Clive Rowe, Sharon D Clarke, Tameka Empson, Kat B, Anthony Whittle, Matt Dempsey, Susie McKenna, Alix Ross, Abigail Rosser, Carl Parris.
directed by
Susie McKenna
Susie McKenna’s annual pantomime for the Hackney Empire is a characteristically joyous event.
Reuniting dame extraordinaire Clive Rowe, quicksilver entertainer Kat B and Tameka Empson of BBC comedy trio 3 Non-Blondes, this year’s production boasts a particular diamond in the form of Sharon D Clarke, and looks set to triumph once more as London’s best-loved Christmas show.
Taking a perhaps less well-known tale than last year’s Dick Whittington, this production casts Rowe as a bawdy, cheerfully down-at-heel storyteller living in Hackneytopia with various fairytale companions, including a vast and rather spongy-looking gingerbread man that reduced me to hysterics whenever he tottered across the stage.
Threatened with evication, her livelihood is saved by the gift of long-lashed avian friend Princess Priscilla, who lays a series of golden eggs of increasing size, value and (I imagine) painfulness. Alas, Mother Goose’s values are disastrously altered, and she begins to long for wealth and beauty.

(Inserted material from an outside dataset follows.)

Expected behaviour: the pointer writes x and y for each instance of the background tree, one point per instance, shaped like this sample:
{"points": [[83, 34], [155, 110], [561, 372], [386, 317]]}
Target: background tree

The requisite elements are present and correct: her postman son (Kat B) is cheerful with his lot, though the girl he loves is unhappily betrothed to a young Prince who has an enchanting leg for a pair of white breeches and not an ounce of charm or sense. Fighting for the soul of Mother Goose, and with it the soul of Hackneytopia, are a pair of sisters – Vanity, played with a wonderfully spiteful nose by Susie McKenna, and Sharon D Clarke as Charity.
The tale is perhaps a fraction heavy-handed with the morals, but since the world stands at the edge of monetary apocalypse, teaching youngsters to be cheerfully content with their lot – whether financial or physical – is by no means a bad thing.
If the story at times lacked the strong narrative drive of previous productions, there is more than enough here to compensate. The music is a mixture of hits that have graced the XFM playlists over the past year and new songs from Stephen Edis, and will entice the most flu-weary misanthrope to their feet. Carl Parris as Baron Bonkers, and Tameka Empson as his ne’er-do-well Mare St hoodie of a niece, have cracking comic timing between them, and there are some slapstick set-pieces that I’ll confess bored me a little but were evidently aimed at the hooting children present, and successfully so.
It’s usually the case that Rowe doesn’t so much steal the show as highjack it and drive it to the nearest party – and he almost manages the same here. Blessed with as much with comic timing as with a voice, he’s like the gleeful offspring of Aretha Franklin and Tommy Cooper and held the audience in the palm of a massive hand. This year, however, there was serious competition from Sharon D Clarke, who is apparently incapable of a single movement or gesture not rich with grace and beauty. Her voice, whether speaking or singing, is enough to quell a storm at sea. Each time she sang the audience noticeably strained a little closer, and sighed with disappointment when she finished. The spectacle of Clarke and Rowe singing a triumphant duet praising the quality of hope should be provided on presciption to melancholics: it was pure happiness.
This show marks the tenth anniversary pantomime at the Empire – and on this evidence, there’ll be another triumphant decade.